So 3 2nd generation TPUs are ~= 1 Volta class GPU ~= $3 per hour on-demand on AW...

So 3 2nd generation TPUs are ~= 1 Volta class GPU ~= $3 per hour on-demand on AWS: https://aws.amazon.com/ec2/pricing/on-demand/ and ~$1 (75 cents at the moment with p3.8xlarge and its 4 GPUs) in spot: https://aws.amazon.com/ec2/spot/pricing/ if you take the time to build a robust framework.

And to make things simple, let's do it all in FP16 because INT8 on Volta ~= 1/2 a first generation TPU, but FP16 ~= 3 first generation TPUs at INT8 (sad, right?), an accident that occurred because P100 didn't support INT8, but consumer variants did.
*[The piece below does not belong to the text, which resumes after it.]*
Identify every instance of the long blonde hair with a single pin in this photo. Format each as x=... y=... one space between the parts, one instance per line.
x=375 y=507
So, 5,064/3 = 1,688 Volta GPUs ~= $5000 per hour, probably half that reserved, a quarter of that in spot.

Say you need a week to train this, so $200K-$800K...

You can buy DGX-1Vs off-label for about $75K. Say they costs $20K annually to host. Say you use them for 3 years, so total TCO is ~135K, which comes down to $0.64/hour.

Conclusion: p3.8xl spot instances are currently a steal! But I don't have ~$200K burning a hole in my pocket, so I guess I'm out of luck.